中教審、少子化時代の高等教育の望ましいあり方について答申

中央教育審議会は2月21日、答申「我が国の『知の総和』向上の未来像――高等教育システムの再構築」を発表した。少子化に対応し、学術の衰退や教育機会の地域格差を招くことなく高等教育の規模縮小を図っていくための方策を提言している。

少子化に合わせ、弊害を回避しつつ
高等教育の規模を縮小するには

大学進学率の伸長に伴い、今でこそ微増している大学進学者数は、しかし近い将来、少子化と人口減少の進行により大幅な減少に転じると予想されている。

国立社会保障・人口問題研究所の推計(2023年7月発表、2024年11月更新)によると、2021年に60.9万人であった大学進学者数(外国人留学生は除く)は、2035年には57.0万人、2040年には44.0万人にまで減少するという。

それに伴い、定員充足率(現在の入学定員が維持された場合)も、外国人留学生が増加すると仮定しても、2021年に100.6%であったのが、2035年には93.4%、2040年には72.8%にまで低下するという。

このため現在、個々の機関の再編・統合や縮小、撤退を通じた、高等教育全体の規模適正化が求められている。

しかし単純な規模縮小では、学術の衰退や教育機会の地域格差を招くおそれがある。そうした弊害を引き起こすことなく、高等教育の規模最適化を図るにはどうしたらよいのだろうか。

2023年9月、盛山正仁・文部科学大臣(当時)は中央教育審議会に、同様の趣旨の諮問を行った。2018年11月の中教審答申「2040年に向けた高等教育のグランドデザイン」において示されたビジョンを踏まえつつ、その先のあり方を提示することを求めた。

それを受け中教審は、大学分科会(分科会長:永田恭介・筑波大学学長)および分科会内に設置された「高等教育の在り方に関する特別部会」(委員:永田恭介、吉岡知哉・独立行政法人日本学生支援機構理事長)を中心に議論を実施。それにもとづき2月21日、答申「我が国の『知の総和』向上の未来像――高等教育システムの再構築」を発表した。

答申は、高等教育の役割は「人の数×人の能力」が決定する「知の総和」の向上にあるとした上で、少子化の中で高等教育がその役割を引き続き果たしていくためには、何が必要であるのか提言している。

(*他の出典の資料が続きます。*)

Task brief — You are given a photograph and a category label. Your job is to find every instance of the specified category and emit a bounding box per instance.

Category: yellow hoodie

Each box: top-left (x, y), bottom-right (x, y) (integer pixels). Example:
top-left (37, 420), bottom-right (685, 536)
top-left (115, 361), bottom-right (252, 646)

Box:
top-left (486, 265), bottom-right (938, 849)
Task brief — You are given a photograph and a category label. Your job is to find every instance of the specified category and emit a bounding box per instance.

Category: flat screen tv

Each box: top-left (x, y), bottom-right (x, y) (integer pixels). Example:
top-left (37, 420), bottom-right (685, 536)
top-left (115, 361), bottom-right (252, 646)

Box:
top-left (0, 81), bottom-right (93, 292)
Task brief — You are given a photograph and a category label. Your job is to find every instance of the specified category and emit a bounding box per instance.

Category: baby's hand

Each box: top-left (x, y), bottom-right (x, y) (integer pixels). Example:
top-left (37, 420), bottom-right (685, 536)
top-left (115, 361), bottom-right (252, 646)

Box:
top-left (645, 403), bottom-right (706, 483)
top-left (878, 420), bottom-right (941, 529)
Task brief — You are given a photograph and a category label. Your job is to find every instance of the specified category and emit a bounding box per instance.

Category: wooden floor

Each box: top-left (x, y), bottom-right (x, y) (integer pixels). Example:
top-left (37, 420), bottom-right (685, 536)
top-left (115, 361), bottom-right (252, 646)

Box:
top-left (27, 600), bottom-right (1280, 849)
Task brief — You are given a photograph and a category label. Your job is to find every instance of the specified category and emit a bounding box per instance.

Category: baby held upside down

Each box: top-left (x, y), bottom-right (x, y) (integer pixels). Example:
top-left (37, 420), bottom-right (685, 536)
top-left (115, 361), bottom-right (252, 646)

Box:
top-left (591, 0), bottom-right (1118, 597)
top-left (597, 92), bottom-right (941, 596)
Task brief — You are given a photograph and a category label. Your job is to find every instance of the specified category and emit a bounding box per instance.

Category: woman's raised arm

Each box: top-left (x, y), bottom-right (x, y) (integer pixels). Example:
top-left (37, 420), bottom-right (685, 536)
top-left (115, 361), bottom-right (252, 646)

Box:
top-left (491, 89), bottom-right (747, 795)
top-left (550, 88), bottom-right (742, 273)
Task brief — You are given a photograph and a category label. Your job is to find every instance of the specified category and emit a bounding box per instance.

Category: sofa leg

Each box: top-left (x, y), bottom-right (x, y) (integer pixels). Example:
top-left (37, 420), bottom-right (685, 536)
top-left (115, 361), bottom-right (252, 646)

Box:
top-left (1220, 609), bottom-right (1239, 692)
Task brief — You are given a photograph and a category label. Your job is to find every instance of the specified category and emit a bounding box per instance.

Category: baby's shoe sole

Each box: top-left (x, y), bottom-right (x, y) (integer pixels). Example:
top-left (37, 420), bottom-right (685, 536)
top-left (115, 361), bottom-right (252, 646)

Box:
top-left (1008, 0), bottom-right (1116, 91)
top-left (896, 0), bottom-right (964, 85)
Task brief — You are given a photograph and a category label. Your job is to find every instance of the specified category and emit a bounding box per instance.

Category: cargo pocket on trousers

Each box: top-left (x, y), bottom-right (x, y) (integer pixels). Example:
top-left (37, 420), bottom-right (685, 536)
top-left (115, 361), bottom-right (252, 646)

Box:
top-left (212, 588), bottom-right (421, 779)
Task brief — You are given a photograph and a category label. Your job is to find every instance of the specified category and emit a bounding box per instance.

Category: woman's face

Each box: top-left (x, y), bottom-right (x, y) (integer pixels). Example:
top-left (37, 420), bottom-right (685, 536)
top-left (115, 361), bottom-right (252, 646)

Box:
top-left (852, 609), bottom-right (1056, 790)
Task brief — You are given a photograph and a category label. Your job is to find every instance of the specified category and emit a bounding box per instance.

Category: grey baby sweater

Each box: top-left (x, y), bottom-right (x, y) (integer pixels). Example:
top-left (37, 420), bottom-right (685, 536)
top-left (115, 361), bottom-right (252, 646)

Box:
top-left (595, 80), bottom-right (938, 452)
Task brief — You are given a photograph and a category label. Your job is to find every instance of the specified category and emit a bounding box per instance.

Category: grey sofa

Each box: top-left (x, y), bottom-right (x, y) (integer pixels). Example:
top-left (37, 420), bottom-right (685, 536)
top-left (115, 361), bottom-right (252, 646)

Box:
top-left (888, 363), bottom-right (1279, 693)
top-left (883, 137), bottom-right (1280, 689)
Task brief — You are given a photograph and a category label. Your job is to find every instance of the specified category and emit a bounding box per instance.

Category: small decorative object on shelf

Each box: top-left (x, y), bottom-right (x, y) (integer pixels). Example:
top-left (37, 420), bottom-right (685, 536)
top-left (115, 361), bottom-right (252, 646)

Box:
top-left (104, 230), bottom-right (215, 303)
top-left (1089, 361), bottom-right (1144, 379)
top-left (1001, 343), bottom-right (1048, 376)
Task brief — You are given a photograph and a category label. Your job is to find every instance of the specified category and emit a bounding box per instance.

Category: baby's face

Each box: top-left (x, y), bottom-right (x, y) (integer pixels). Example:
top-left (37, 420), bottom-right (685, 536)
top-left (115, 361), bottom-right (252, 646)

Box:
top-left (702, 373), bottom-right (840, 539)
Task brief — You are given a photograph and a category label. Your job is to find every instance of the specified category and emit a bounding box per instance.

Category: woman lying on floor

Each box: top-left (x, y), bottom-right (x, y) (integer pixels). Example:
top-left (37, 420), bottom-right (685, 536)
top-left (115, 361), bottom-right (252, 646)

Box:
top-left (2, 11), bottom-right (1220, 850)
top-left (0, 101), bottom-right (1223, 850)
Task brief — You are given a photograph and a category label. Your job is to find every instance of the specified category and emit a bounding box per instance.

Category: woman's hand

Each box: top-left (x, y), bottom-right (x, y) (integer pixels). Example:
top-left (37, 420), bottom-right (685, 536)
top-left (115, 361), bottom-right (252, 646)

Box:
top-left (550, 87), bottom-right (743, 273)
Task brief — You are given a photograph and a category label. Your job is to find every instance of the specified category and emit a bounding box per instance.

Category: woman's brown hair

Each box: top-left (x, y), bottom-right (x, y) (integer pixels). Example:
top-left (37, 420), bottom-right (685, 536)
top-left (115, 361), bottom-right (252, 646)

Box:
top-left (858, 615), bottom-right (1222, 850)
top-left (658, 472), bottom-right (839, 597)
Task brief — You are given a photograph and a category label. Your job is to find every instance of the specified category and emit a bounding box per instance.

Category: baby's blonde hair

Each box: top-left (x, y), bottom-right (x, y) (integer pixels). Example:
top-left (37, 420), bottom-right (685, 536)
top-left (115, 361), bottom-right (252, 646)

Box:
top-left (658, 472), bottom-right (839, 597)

答申によるとそれは、個々の高等教育機関における教育研究の「質」を高めつつ、高等教育全体の「規模」を縮小することであるという。その際、地方において高等教育への「アクセス」が困難とならないよう、配慮することも重要であるとしている。

質の向上については、「2040年に向けた高等教育のグランドデザイン」において打ち出された「学修者本位の教育」のさらなる推進や新たな質保証システムの構築を通じて、また規模縮小については、設置認可審査の厳格化や再編・統合の推進、縮小・撤退への支援を通じて、そしてアクセスの確保については、遠隔・オンライン教育の推進などを通じて実現するのが望ましいとしている。

答申は4章立てで、全64ページ。文部科学省ホームページから読むことができる。